Dirty Dining - A Cookbook And More For Lovers Review
By Ginnie Siena Bivona
What to Cook for Patrick Swayze
Cookbooks often revolve around themes, like Tex-Mex cooking, southern cooking, fruity drinks, etc. And the theme of this little cookbook is Romantic Dinners for Two. Author Ginnie Bivona tackles this theme with imagination and energy. She goes beyond the menu, organizing romantic settings complete with props.
Dirty Dining is not one of the strangest cookbooks I have ever read, but it is one of the most unique. This kind of cookbook faces two hurdles: not only must the cookbook create amorous situations, but it must also provide good recipes. (This is a cookbook, after all!)
Bivonna accomplishes both tasks well with a light-hearted style. Of course, an obvious target market for this kind of cookbook would be newlywed couples. But I think that many couples who have been together for years, and still continue to sit across the table from each other will enjoy from Dirty Dining as well. Newlyweds are supposed to do spontaneous things. It gets old sitting across from the same person year after year eating the same old food.

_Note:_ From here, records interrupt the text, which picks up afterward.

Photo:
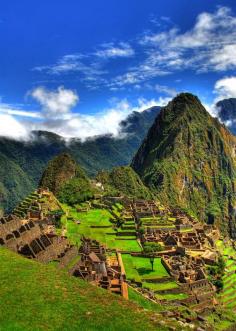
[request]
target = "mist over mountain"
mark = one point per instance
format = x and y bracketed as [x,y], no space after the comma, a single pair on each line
[227,113]
[28,159]
[188,160]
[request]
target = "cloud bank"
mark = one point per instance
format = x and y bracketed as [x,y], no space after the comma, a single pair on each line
[57,116]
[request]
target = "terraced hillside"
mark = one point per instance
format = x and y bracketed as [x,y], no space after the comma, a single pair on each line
[39,297]
[228,295]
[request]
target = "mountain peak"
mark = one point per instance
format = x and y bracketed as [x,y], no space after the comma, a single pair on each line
[187,159]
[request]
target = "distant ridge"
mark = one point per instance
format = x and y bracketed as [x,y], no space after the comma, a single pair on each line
[188,160]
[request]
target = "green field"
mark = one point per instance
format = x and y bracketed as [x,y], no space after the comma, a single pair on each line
[228,295]
[139,268]
[39,297]
[160,286]
[179,296]
[96,224]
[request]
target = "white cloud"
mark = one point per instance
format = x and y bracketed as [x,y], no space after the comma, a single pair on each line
[12,128]
[110,50]
[57,116]
[55,103]
[225,88]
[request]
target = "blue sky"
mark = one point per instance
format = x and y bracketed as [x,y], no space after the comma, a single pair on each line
[79,67]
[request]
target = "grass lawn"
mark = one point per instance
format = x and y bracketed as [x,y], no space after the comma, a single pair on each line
[146,304]
[127,245]
[39,297]
[170,297]
[103,231]
[160,286]
[139,268]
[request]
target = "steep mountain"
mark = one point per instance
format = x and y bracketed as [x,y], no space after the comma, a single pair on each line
[188,160]
[123,181]
[67,180]
[27,160]
[59,171]
[227,112]
[45,298]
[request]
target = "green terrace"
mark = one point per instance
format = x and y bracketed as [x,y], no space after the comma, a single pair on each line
[98,224]
[138,270]
[41,297]
[228,294]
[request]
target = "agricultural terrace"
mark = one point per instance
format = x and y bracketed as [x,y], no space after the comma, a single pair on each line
[228,295]
[139,270]
[98,224]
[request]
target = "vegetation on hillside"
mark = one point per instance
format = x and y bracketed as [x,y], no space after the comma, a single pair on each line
[187,159]
[23,163]
[67,180]
[39,297]
[123,181]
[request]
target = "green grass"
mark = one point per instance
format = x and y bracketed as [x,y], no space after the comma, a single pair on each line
[160,286]
[38,297]
[139,268]
[141,301]
[104,232]
[170,297]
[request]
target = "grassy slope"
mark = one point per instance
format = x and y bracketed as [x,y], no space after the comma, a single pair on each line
[39,297]
[97,217]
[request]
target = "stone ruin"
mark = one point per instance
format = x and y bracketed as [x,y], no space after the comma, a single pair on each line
[190,273]
[97,267]
[30,240]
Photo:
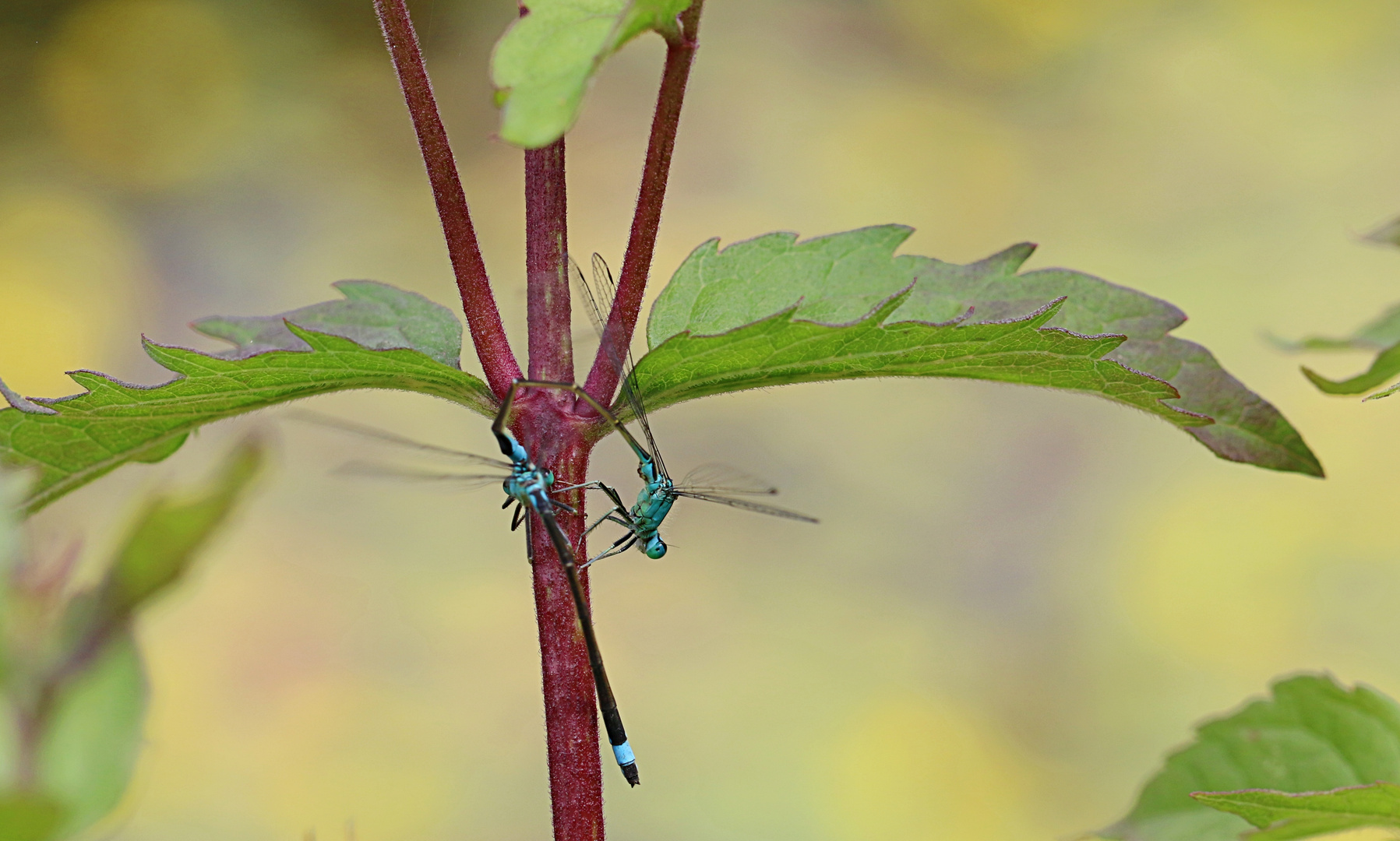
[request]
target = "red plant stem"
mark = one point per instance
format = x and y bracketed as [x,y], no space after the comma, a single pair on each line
[646,221]
[546,275]
[576,784]
[475,287]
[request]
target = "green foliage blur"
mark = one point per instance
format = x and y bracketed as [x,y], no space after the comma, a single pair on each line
[73,688]
[1015,600]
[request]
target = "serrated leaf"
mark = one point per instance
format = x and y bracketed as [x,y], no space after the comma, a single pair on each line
[1312,735]
[72,441]
[838,279]
[91,744]
[545,61]
[1282,816]
[170,532]
[27,816]
[374,315]
[781,350]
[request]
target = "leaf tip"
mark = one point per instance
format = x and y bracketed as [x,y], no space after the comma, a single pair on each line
[23,403]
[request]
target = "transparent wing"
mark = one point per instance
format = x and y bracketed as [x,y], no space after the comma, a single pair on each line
[457,482]
[598,300]
[384,435]
[724,480]
[748,505]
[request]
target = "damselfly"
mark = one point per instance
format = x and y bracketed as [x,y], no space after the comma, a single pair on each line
[531,489]
[658,493]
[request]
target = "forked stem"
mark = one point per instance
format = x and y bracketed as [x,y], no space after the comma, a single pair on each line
[646,221]
[478,303]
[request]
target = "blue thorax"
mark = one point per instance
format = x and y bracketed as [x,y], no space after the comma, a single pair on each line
[527,482]
[654,501]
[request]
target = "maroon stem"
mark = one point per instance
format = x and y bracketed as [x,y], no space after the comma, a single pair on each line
[475,287]
[576,784]
[646,221]
[546,275]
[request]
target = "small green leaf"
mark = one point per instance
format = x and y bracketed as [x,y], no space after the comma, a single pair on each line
[372,315]
[91,744]
[545,61]
[781,350]
[27,816]
[1385,365]
[841,277]
[72,441]
[1282,816]
[1375,335]
[1312,735]
[14,486]
[168,535]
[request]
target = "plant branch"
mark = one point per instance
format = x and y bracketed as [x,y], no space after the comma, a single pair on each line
[646,221]
[475,287]
[546,270]
[576,783]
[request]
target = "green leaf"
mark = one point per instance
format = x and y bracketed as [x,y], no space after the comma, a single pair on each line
[839,279]
[374,315]
[781,350]
[1375,335]
[545,61]
[1386,234]
[1385,365]
[14,486]
[72,441]
[28,816]
[1312,735]
[1282,816]
[168,535]
[91,744]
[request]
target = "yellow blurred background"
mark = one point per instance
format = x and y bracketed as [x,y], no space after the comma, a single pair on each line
[996,644]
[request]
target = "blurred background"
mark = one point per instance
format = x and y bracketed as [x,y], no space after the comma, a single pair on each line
[1017,600]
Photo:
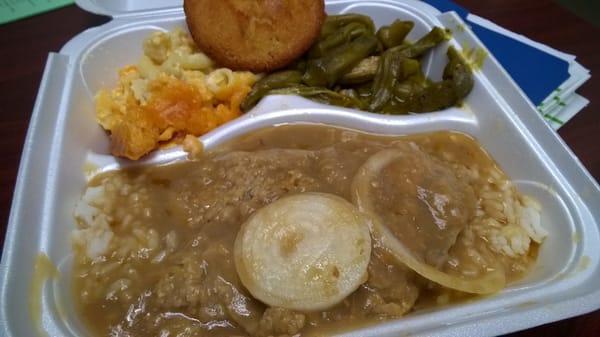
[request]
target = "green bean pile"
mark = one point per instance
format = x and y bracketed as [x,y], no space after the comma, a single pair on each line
[352,65]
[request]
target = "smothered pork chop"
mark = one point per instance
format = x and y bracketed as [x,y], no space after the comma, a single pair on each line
[298,229]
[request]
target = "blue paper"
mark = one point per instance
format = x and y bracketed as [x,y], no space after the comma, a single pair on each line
[536,72]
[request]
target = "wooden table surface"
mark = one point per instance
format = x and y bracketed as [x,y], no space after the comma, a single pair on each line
[24,46]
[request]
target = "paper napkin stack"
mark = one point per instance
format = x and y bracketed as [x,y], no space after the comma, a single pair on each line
[547,76]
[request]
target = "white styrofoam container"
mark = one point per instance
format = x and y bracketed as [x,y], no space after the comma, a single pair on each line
[64,137]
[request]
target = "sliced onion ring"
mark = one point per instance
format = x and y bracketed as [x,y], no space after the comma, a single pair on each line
[306,251]
[491,282]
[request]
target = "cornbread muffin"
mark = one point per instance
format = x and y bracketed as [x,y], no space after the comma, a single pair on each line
[259,36]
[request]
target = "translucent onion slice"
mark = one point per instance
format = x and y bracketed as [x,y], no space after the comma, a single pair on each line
[490,282]
[304,252]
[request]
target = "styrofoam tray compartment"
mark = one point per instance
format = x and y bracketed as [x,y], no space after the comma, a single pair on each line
[64,138]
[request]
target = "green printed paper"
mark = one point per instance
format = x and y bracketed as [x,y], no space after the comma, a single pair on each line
[11,10]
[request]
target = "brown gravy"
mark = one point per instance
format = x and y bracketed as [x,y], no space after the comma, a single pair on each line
[164,266]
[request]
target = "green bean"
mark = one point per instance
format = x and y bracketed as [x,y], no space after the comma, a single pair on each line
[394,34]
[392,69]
[334,22]
[281,79]
[343,35]
[321,95]
[420,95]
[363,72]
[326,71]
[427,42]
[459,73]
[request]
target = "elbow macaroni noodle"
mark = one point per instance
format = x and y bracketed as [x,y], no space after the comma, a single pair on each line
[175,90]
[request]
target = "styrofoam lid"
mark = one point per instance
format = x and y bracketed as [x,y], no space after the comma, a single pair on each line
[122,7]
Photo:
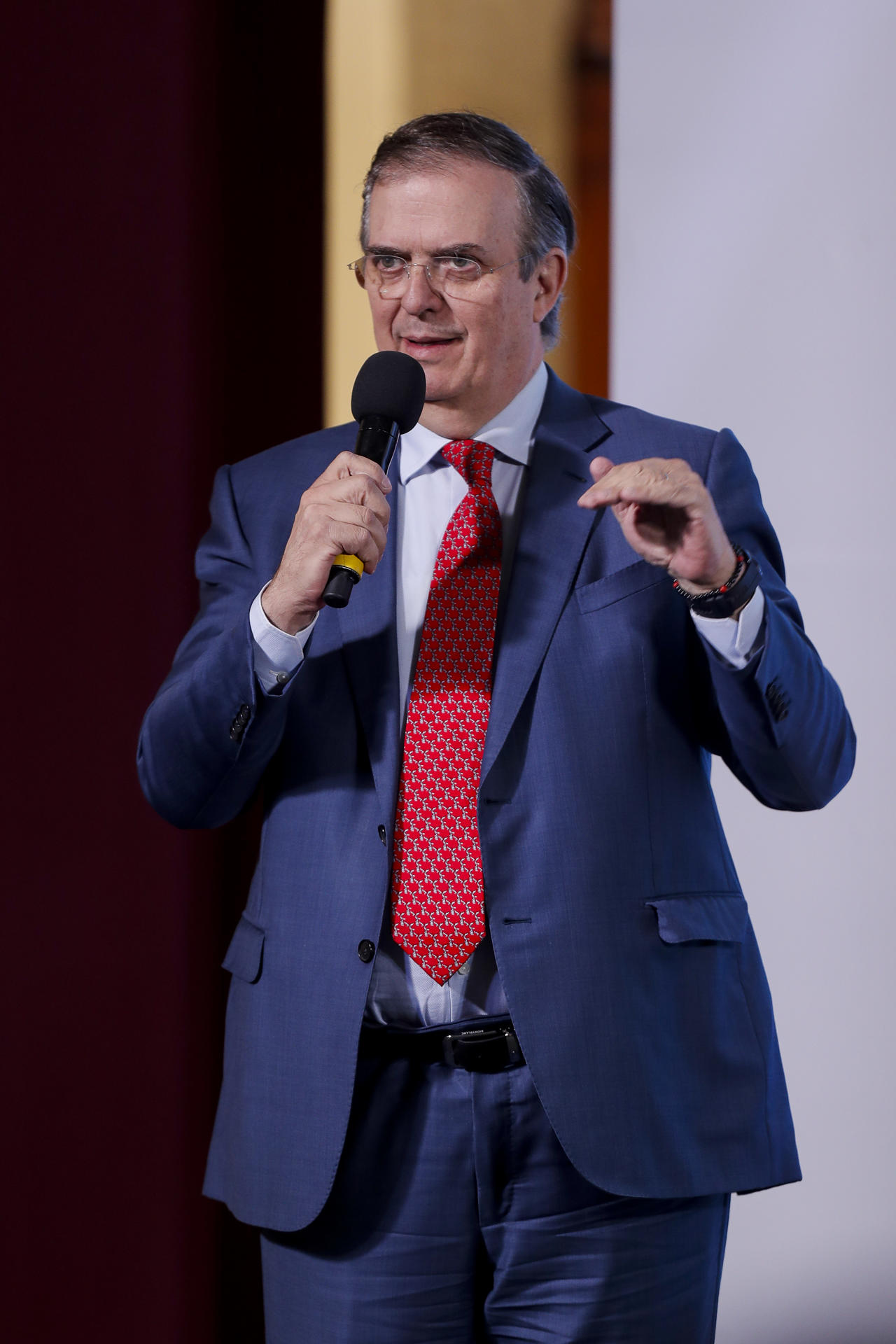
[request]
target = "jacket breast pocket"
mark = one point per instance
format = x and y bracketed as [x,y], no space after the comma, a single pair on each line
[245,952]
[708,917]
[633,578]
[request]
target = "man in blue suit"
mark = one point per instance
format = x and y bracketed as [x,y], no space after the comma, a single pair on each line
[511,1101]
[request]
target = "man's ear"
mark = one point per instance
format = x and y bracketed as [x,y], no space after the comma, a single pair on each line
[551,274]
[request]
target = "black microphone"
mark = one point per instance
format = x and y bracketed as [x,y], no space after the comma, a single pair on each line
[387,401]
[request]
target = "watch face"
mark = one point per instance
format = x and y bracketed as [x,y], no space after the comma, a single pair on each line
[726,604]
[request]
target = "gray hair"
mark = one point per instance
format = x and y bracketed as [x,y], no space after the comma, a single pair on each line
[434,140]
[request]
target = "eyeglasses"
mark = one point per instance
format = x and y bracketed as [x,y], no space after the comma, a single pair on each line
[453,276]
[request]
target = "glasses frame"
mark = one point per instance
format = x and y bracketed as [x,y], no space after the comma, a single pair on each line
[358,267]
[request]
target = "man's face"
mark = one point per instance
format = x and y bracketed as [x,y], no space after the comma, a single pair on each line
[477,351]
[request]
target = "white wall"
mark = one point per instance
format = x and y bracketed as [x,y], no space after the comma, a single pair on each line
[754,279]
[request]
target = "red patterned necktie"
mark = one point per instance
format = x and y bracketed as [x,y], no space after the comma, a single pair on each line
[438,909]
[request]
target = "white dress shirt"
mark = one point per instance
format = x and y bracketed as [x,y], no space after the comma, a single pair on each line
[429,491]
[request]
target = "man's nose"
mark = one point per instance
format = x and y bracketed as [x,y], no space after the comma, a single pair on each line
[419,296]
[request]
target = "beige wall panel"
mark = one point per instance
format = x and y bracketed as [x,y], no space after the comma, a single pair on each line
[393,59]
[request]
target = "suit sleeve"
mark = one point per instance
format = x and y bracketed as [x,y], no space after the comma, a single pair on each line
[785,732]
[211,732]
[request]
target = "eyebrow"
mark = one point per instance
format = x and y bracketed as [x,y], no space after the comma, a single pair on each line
[448,251]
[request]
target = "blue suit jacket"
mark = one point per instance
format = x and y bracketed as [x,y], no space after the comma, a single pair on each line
[610,889]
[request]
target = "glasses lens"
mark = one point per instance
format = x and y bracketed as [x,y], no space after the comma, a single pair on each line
[453,276]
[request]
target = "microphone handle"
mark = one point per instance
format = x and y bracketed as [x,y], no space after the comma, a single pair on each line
[377,440]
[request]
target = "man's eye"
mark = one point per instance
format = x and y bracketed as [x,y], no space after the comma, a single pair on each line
[387,265]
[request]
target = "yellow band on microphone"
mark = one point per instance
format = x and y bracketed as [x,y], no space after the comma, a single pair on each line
[349,562]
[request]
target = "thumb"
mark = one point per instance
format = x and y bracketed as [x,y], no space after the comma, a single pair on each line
[599,467]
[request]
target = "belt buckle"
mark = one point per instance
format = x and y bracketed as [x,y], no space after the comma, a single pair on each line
[464,1049]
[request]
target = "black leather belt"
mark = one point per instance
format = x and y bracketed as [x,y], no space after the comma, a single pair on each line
[484,1049]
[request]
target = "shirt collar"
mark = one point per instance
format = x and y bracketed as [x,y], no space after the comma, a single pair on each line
[511,432]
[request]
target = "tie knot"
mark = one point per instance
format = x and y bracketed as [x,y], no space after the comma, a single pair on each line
[472,458]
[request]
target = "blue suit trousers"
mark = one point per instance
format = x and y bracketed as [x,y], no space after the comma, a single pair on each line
[456,1217]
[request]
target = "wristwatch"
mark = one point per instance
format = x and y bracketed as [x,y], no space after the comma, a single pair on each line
[729,596]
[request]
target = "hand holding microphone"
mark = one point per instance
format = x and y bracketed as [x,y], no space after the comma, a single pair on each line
[387,401]
[342,522]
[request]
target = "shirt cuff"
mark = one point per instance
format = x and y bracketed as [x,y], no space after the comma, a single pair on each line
[276,655]
[738,640]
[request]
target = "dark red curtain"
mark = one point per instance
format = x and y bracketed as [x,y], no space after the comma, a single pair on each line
[162,246]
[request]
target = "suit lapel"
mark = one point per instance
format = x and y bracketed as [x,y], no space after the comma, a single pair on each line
[371,656]
[552,537]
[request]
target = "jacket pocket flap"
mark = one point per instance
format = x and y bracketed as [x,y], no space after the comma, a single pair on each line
[245,953]
[634,578]
[711,917]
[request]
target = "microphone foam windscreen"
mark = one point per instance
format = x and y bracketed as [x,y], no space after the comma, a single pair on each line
[393,385]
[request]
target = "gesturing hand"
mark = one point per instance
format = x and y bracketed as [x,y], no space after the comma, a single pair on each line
[666,515]
[343,512]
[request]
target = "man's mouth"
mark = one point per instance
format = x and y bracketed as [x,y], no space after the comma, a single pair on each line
[429,340]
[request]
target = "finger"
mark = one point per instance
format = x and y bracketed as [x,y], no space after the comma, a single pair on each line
[359,491]
[365,540]
[650,482]
[349,528]
[599,467]
[354,464]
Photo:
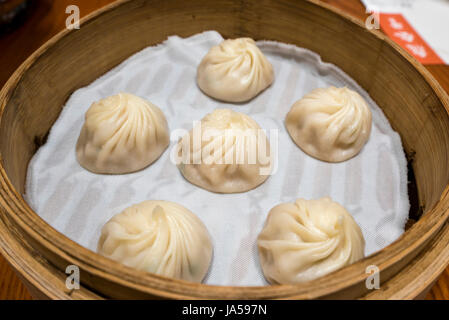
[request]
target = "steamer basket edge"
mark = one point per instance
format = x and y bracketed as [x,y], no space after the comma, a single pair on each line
[23,232]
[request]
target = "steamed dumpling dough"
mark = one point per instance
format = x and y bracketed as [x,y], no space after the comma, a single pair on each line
[308,239]
[330,124]
[159,237]
[122,134]
[235,71]
[230,155]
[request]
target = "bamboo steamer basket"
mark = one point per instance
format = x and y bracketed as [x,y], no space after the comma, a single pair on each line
[31,101]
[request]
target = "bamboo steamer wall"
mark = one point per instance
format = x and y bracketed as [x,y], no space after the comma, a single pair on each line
[31,101]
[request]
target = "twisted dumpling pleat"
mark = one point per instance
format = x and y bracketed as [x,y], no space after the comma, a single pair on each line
[308,239]
[160,237]
[235,71]
[331,124]
[231,155]
[122,134]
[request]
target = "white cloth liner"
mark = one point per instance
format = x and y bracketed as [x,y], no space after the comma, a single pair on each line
[77,203]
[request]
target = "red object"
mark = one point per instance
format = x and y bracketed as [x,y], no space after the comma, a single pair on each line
[401,32]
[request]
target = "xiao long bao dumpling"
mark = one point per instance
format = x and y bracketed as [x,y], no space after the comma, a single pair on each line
[227,152]
[235,71]
[308,239]
[122,134]
[160,237]
[331,124]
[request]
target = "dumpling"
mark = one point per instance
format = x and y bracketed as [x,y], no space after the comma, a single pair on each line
[331,124]
[227,152]
[308,239]
[122,134]
[160,237]
[235,71]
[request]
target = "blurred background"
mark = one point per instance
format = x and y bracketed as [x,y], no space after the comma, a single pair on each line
[420,26]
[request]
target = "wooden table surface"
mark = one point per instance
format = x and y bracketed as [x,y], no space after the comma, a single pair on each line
[48,18]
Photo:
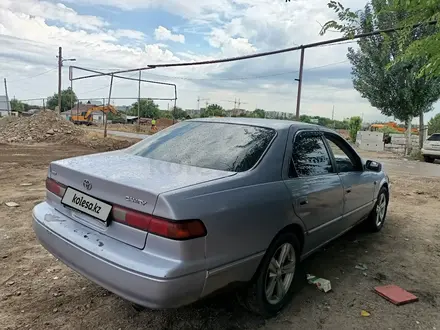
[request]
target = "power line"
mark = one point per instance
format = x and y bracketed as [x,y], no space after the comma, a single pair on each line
[285,50]
[251,77]
[30,77]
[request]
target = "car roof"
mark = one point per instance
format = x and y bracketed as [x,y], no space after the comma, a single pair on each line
[276,124]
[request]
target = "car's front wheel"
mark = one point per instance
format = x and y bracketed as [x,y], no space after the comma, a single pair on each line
[275,281]
[428,159]
[378,215]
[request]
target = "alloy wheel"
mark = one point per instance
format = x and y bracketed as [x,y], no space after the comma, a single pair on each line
[380,210]
[280,273]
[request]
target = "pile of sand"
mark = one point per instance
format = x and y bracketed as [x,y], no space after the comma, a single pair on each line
[48,127]
[45,126]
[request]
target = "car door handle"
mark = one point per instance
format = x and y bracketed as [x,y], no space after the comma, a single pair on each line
[303,201]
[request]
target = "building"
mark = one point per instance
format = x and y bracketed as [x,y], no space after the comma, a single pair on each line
[4,106]
[98,116]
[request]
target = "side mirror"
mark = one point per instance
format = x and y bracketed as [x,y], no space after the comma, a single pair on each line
[374,166]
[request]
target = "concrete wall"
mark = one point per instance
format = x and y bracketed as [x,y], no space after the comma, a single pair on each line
[370,141]
[398,142]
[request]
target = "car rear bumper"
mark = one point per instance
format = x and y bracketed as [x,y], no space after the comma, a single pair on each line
[429,152]
[86,253]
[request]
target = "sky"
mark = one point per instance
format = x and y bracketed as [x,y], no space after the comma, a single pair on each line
[127,34]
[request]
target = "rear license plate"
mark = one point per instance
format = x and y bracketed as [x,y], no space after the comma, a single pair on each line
[86,204]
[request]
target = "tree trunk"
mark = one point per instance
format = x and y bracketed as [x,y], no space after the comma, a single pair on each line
[421,130]
[408,137]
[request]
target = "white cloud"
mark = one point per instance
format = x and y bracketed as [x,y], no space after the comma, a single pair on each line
[161,33]
[57,12]
[30,41]
[131,34]
[228,45]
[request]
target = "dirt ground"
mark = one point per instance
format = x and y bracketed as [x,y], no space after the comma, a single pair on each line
[39,292]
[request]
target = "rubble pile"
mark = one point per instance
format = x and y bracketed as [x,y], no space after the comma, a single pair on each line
[45,126]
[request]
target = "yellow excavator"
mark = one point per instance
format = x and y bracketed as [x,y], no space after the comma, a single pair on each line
[86,118]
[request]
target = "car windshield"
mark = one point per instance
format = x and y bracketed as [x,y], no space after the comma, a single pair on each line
[219,146]
[434,137]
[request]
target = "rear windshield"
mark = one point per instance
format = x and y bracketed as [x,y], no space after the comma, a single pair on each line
[218,146]
[434,137]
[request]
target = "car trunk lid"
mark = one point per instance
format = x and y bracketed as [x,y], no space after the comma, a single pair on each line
[117,178]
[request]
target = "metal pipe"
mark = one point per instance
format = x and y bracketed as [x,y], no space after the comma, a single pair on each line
[109,99]
[139,101]
[298,96]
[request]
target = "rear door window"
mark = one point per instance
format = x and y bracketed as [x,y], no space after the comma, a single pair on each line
[434,138]
[309,156]
[219,146]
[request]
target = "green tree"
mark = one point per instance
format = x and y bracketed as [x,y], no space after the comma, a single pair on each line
[259,113]
[393,87]
[434,124]
[68,100]
[213,110]
[355,125]
[178,113]
[148,109]
[415,45]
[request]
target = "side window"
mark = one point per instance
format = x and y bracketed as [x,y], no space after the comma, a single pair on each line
[310,156]
[344,158]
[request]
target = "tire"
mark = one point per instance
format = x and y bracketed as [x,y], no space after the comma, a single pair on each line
[269,276]
[428,159]
[378,215]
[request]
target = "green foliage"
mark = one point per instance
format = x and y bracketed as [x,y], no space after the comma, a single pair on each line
[148,109]
[213,110]
[355,125]
[259,113]
[394,89]
[178,113]
[417,44]
[68,99]
[434,124]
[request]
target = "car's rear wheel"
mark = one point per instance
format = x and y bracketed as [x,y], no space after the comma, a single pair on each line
[276,279]
[428,159]
[378,215]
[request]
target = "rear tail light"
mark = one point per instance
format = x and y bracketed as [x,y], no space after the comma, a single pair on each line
[178,230]
[55,187]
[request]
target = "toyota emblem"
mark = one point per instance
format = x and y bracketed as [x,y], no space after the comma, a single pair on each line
[87,184]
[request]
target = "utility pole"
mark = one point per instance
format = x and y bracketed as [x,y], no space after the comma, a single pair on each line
[333,116]
[7,98]
[299,80]
[198,102]
[60,64]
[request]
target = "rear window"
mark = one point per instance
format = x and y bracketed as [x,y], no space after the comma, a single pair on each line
[218,146]
[434,137]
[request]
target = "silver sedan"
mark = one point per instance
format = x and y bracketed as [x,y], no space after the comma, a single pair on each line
[207,203]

Try something new! Spice up your meals! And everyone loves a romantic.
With chapters like Whips on the Wall: Piggy, Piggy, Strip Lunch:, and All Day Sunday, Ginnie Bivona explains how to make the dining experience more than simply a routine meal, more a routine romantic meal.
The recipes are relatively easy to prepare, memorable and very good.
Menu for Piggy, Piggy
- Artichokes with Creamy Dipping Sauce
- Tarragon Chicken Roasted with Boiled New Potatoes
- Fresh Asparagus with Mock Hollandaise
- Tomato Dippin Salad and Bread
- Very Ripe Fruit in Season
- Apricot-Marbled Cheesecake
- 1 bay leaf
- ½ lemon
- 3 garlic cloves
- 1 t whole peppercorns
- 2 sprigs of fresh thyme
- parsley stems from the sauce
- ½ t salt
- 1 large or 2 small artichokes
- ½ cup mayonnaise
- 1 t balsamic vinegar
Combine the first 7 ingredients with water in a saucepan (if using dried thyme, place in a tea ball or cheesecloth); bring to a boil.
While waiting for the water to boil, snip off the spiny tips of all of the leaves of the artichokes using a pair of scissors. Rub them with a cut lemon. Place the artichokes in the seasoned boiling water. Artichokes tend to float so, to keep them submerges while cooking, place in a bowl or plate on top of the artichoke in the water. Simmer until a leaf pulls out easily, about 20 to 30 minutes.
While the artichokes are cooking, combine the remaining ingredients to make the dipping sauce (the garlic is left in chucks to lightly flavor the sauce but can be found in the sauce so no one bites into raw garlic).
When the artichokes are tender, drain and serve warm. Serve the dipping sauce at room temperature.
The setting for the next titilating menu is in a hot tub:
- Green and Black Olives in Lemon and Garlic
- Beer-Boiled Shrimp with Red Sauce
- Chicken Wings with Mama Siena's Seasoned Salt
- Mushroom and Red Pepper Salad
- Oven Fries
- Blue Cheese Butter and Sesame Bread Sticks
- Lemon Squares, Strawberries and Chilled Champagne
The author then provides a shopping list and complete instructions on meal preparation ("The Game Plan"), breaking down what the reader needs to do, and the order in which to do it.
Two Hours before:
Put the chicken wings with Mama Siena's Seasoned Salt on to bake. When browned, set them aside to cool. Serve at room temperature.
One hour before bubble time:
Make the Mushroom and Red Pepper Salad
A full meal, hot tub, champagne.....what more could you want? There is also a meal titled "She Cooks A Formal Dinner For Him," which has a very tasty Lamb Chops in Italian Crumb Crust. The next chapter is "He Cooks One For Her," which has Grilled Tenderloin of Beef with Bearnaise Sauce.
Dirty Dining serves as a useful cookbook with many interesting recipes. Ginnie Bivona also spins some interesting and creative dining situations. Go all out! Buy the props! A romantic dinner for two at a nice steak or Italian restaurant can easily cost $100. This is more fun and memorable.